Effects of spin-orbit interaction on superconductor-ferromagnet heterostructures: spontaneous electric and spin surface currents

TL;DR

This paper demonstrates that spin-orbit interaction in superconductor-ferromagnet heterostructures induces spontaneous surface electric and spin currents below the superconducting transition temperature, driven by Andreev surface states.

Contribution

It reveals the joint effect of spin-orbit interaction and exchange field in generating spontaneous surface currents in superconductor-ferromagnet heterostructures.

Findings

Spontaneous spin and electric surface currents occur below T_c.

Currents are carried by Andreev surface states.

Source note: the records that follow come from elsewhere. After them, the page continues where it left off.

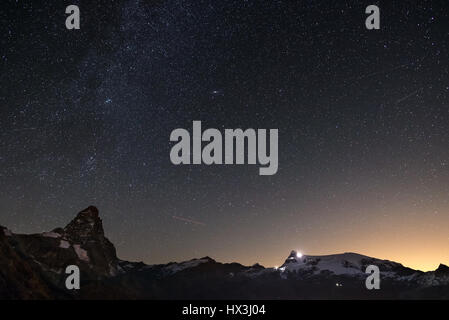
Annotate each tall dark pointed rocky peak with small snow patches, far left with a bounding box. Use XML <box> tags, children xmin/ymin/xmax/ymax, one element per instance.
<box><xmin>0</xmin><ymin>206</ymin><xmax>120</xmax><ymax>298</ymax></box>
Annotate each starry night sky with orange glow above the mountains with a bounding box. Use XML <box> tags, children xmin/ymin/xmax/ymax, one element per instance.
<box><xmin>0</xmin><ymin>0</ymin><xmax>449</xmax><ymax>270</ymax></box>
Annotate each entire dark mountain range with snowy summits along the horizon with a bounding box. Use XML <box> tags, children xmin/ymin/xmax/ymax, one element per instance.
<box><xmin>0</xmin><ymin>206</ymin><xmax>449</xmax><ymax>299</ymax></box>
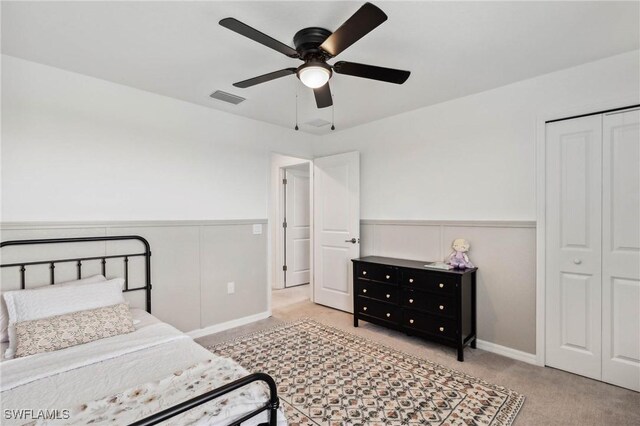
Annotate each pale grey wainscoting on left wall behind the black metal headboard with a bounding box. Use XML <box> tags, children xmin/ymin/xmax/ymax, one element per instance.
<box><xmin>1</xmin><ymin>219</ymin><xmax>268</xmax><ymax>332</ymax></box>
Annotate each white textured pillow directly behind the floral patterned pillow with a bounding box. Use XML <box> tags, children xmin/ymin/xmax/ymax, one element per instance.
<box><xmin>3</xmin><ymin>278</ymin><xmax>126</xmax><ymax>358</ymax></box>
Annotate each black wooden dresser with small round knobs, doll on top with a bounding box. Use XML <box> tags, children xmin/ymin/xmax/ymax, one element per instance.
<box><xmin>352</xmin><ymin>256</ymin><xmax>477</xmax><ymax>361</ymax></box>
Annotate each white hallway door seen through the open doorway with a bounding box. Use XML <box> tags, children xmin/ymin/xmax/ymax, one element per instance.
<box><xmin>285</xmin><ymin>164</ymin><xmax>311</xmax><ymax>287</ymax></box>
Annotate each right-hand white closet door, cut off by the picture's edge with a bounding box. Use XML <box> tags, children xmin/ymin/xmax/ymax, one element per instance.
<box><xmin>602</xmin><ymin>110</ymin><xmax>640</xmax><ymax>391</ymax></box>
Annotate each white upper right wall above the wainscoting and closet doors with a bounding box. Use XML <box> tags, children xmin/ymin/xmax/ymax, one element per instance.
<box><xmin>313</xmin><ymin>51</ymin><xmax>640</xmax><ymax>221</ymax></box>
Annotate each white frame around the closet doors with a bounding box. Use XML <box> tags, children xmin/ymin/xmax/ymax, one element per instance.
<box><xmin>535</xmin><ymin>96</ymin><xmax>639</xmax><ymax>367</ymax></box>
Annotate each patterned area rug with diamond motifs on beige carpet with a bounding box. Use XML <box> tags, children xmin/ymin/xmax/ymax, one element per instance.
<box><xmin>209</xmin><ymin>319</ymin><xmax>524</xmax><ymax>426</ymax></box>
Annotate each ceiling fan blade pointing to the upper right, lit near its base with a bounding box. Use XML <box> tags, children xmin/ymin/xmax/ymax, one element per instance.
<box><xmin>320</xmin><ymin>3</ymin><xmax>387</xmax><ymax>56</ymax></box>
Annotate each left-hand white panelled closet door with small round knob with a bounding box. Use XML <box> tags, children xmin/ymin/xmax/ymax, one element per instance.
<box><xmin>546</xmin><ymin>115</ymin><xmax>602</xmax><ymax>379</ymax></box>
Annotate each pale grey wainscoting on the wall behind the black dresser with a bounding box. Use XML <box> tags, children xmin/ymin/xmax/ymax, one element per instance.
<box><xmin>360</xmin><ymin>220</ymin><xmax>536</xmax><ymax>361</ymax></box>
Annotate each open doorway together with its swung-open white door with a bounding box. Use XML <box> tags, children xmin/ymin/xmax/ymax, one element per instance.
<box><xmin>269</xmin><ymin>152</ymin><xmax>360</xmax><ymax>313</ymax></box>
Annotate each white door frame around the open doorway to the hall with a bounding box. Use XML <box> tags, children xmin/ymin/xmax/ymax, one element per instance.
<box><xmin>267</xmin><ymin>152</ymin><xmax>313</xmax><ymax>315</ymax></box>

Conditions for electric and spin currents differ significantly.

Abstract

We find proximity-induced spontaneous spin and electric surface currents, at all temperatures below the superconducting T_c, in an isotropic s-wave superconductor deposited with a thin ferromagnetic metal layer with spin-orbit interaction. The currents are carried by Andreev surface states and generated as a joint effect of the spin-orbit interaction and the exchange field. The background spin current arises in the thin layer due to different local spin polarizations of electrons and holes, which have almost opposite velocities in each of the surface states. The spontaneous surface electric current in the superconductor originates in asymmetry of Andreev states with respect to sign reversal of the momentum component parallel to the surface. Conditions for electric and spin currents to show up in the system, significantly differ from each other.